Believe In Scotland’s new proposal, released with great fanfare (well, a small piece in The National) this week, for a “Scottish Citizens’ Convention” is incoherent guff even as a basic principle. It frames itself explicitly as an “independence delivery strategy”:
It confidently predicts that the mere existence of the Convention will increase support for independence to between 62% and 65%. (A leap of almost 20 points, which is more than was achieved in the entire 2011-2014 Yes campaign.)
And it has determined the Convention’s eventual conclusions in advance, allowing for “zero possibility” of any other outcome:
Yet at the same time the proposal document inexplicably tries to pretend that the venture will somehow be participated in willingly by the half of Scotland that currently DOESN’T want the country to be independent.
Um… why?
Put yourself in the shoes of a Unionist voter receiving an invitation to take part in this programme. You’ll be asked to give up your time for a YEAR – exactly how much time and how often is not specified – for something that you’ve been quite expressly told is designed to deliver independence, will increase support for independence merely by dint of existing, and will result in a renewed demand for independence.
Why in the world would you do that? Would YOU, readers, engage with such a thing if it had been organised by Scotland In Union with the stated purpose of increasing support for Scotland’s membership of the UK? Of course you bloody wouldn’t. So why would Unionists lend a hand to Believe In Scotland?
It is, then, a plan of quite jaw-droppingly cynical dishonesty from its most fundamental conception. This will be a echo-chamber talking-shop of people already committed to independence, which will produce a report recommending independence.
Gosh, imagine everyone’s surprise. Picture this stunning development on all the front pages: BREAKING: INDEPENDENCE SUPPORTERS WANT INDEPENDENCE.
We could spend several thousand words pulling apart all the other absurd nonsense in the document, pointing out staggeringly obvious flaws like pinning the whole plan on support for the SNP, which is currently electoral toxic waste leaking out of the sewers of a burning nuclear power station.

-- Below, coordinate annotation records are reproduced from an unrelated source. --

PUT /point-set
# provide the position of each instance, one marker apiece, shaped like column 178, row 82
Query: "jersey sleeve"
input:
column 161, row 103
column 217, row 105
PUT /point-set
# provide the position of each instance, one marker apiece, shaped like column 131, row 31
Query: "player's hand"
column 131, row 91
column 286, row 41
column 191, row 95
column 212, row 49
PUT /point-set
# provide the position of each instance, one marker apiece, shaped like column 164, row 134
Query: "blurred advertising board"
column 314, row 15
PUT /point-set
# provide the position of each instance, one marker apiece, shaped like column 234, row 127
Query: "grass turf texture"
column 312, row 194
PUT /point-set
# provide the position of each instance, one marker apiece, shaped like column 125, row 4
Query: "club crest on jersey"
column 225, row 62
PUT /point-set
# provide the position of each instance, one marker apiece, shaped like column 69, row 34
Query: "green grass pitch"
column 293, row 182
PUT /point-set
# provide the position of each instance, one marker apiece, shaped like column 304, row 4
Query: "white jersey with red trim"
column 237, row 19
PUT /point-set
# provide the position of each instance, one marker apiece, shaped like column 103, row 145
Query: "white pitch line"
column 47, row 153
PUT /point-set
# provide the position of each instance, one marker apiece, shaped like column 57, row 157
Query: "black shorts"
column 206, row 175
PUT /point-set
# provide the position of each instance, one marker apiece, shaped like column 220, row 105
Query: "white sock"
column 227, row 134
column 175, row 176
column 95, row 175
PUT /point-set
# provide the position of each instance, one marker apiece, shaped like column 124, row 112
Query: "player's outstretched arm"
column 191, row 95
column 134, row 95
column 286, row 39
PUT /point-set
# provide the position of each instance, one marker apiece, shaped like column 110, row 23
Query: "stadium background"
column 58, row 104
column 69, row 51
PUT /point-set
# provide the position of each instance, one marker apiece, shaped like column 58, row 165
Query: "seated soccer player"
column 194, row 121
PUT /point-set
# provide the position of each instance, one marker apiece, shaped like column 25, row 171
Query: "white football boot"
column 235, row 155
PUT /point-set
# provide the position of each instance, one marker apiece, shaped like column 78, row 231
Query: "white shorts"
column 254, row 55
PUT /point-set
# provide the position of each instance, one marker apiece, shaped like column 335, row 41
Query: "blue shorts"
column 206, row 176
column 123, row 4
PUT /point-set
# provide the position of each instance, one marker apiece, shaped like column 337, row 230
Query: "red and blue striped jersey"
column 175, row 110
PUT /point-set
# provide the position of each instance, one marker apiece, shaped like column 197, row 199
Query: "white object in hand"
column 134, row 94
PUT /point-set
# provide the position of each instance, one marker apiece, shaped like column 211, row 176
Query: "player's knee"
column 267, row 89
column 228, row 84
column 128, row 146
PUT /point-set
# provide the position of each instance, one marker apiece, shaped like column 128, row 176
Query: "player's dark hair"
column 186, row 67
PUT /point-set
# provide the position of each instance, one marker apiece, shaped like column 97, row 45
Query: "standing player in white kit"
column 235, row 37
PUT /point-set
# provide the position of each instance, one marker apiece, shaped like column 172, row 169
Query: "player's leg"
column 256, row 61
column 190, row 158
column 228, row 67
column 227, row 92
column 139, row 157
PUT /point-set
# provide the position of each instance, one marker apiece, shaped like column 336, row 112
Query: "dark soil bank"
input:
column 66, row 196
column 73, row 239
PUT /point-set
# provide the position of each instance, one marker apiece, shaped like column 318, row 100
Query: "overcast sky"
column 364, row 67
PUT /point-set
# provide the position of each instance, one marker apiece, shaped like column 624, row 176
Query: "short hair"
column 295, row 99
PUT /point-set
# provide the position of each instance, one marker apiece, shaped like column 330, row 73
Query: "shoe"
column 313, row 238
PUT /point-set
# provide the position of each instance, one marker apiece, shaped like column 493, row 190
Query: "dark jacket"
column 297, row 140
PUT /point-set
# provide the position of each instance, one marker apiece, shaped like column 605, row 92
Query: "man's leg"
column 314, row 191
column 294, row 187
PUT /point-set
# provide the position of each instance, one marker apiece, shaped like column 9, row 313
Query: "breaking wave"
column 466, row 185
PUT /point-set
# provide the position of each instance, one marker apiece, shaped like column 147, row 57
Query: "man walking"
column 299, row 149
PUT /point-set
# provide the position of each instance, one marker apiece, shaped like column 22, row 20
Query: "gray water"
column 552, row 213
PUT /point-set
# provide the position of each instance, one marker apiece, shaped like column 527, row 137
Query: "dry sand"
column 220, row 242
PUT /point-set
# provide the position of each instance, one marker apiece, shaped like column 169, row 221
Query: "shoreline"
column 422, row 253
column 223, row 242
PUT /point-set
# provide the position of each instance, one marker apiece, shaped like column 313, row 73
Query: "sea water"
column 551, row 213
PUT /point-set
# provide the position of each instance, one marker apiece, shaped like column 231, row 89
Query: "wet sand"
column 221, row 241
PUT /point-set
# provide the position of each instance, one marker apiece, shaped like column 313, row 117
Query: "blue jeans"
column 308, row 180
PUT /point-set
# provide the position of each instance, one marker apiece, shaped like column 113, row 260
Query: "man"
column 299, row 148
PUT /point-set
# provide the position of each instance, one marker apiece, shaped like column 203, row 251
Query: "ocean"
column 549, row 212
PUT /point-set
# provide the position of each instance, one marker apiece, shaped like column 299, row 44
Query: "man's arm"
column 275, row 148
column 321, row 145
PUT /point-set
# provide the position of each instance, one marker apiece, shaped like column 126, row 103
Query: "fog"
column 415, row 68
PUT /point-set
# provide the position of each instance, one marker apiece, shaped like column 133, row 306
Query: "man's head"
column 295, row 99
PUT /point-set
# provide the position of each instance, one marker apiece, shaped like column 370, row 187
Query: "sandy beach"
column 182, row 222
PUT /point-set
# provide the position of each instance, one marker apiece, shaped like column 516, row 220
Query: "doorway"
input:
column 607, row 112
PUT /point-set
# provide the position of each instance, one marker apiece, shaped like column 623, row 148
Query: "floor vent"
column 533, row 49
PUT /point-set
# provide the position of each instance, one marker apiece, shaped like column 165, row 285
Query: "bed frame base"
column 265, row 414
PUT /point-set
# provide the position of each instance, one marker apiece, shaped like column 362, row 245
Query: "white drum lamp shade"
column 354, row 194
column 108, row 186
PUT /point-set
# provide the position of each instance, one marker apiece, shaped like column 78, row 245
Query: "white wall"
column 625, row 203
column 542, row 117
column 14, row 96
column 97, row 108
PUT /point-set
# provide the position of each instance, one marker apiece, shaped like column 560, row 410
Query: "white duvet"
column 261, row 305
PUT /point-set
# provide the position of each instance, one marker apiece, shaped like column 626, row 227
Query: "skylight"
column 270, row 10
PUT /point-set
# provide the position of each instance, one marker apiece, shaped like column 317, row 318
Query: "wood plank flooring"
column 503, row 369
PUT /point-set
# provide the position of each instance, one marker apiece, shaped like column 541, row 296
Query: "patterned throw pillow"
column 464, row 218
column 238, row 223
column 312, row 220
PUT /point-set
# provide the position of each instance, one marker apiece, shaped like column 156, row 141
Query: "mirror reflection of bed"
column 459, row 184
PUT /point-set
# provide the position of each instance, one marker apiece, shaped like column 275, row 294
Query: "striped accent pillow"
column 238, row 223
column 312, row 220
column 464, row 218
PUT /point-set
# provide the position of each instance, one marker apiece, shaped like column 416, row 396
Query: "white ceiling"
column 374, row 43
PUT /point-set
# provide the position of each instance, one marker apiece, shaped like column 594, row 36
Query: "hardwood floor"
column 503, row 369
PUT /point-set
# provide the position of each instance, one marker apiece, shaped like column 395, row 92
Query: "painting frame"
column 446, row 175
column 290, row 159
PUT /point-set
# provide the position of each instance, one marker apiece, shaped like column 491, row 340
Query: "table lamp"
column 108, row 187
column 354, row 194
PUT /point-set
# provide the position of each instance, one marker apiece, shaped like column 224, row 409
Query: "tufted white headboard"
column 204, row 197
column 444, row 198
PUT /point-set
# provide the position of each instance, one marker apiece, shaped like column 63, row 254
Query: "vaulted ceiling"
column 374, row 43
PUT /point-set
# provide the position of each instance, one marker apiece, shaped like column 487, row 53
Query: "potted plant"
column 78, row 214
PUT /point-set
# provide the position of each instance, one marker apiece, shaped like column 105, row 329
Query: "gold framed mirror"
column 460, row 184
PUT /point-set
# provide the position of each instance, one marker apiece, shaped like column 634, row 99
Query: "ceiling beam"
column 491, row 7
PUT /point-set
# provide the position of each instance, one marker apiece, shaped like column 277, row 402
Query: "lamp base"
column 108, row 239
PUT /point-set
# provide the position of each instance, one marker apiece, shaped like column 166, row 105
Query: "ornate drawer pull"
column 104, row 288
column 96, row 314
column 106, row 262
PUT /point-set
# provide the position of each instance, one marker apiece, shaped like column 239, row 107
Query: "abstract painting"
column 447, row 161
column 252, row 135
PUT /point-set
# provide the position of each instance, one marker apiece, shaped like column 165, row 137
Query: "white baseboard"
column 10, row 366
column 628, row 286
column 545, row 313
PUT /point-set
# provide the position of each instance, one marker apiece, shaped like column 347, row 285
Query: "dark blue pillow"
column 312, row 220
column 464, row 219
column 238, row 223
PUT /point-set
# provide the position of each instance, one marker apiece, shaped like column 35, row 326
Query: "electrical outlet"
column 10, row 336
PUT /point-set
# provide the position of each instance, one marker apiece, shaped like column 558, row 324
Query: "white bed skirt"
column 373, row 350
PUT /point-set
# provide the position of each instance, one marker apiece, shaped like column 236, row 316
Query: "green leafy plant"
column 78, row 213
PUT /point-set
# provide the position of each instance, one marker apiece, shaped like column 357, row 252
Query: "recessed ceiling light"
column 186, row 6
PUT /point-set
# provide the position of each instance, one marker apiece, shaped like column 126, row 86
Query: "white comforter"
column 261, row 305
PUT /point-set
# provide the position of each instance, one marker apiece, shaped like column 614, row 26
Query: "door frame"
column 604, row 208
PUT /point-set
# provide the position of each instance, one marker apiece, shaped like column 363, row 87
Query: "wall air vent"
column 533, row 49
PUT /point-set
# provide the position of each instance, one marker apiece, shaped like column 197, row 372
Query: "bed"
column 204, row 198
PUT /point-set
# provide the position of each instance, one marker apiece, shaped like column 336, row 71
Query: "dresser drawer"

But why bother when even the most basic building blocks are made out of poorly-set jelly?
Wings is, and all Yes supporters should be, absolutely grossly insulted by this mind-bogglingly cretinous idea. It isn’t just stupid, it’s offensively, galactically stupid.
It’s laughing openly in your face. It’s pissing in your pocket and telling you it’s raining. It’s the dust from the dregs of the scrapings from the bottom of the barrel, a hopefully-last desperate attempt at grifting from a “grassroots” organisation that struggled to put 1500 people on the streets on a nice sunny day this April even when led by the First Minister and with the full backing of the Scottish Government.
Because they’re not complete imbeciles, BiS has anticipated this reaction:
But sometimes doing nothing is an infinitely better plan. The Scottish people have been harangued about independence for a decade and a half. They’re sick of it and they know that for now at least it’s going nowhere. If we want to show voters some respect – and, y’know, that’s generally a good plan – by far the best thing we could do at this particular moment is simply shut the hell up.
And if that’s too much, the second-best thing is to at least not to treat them like the sort of drooling halfwitted dolts who’d swallow slack-jawed chump-drivel like this.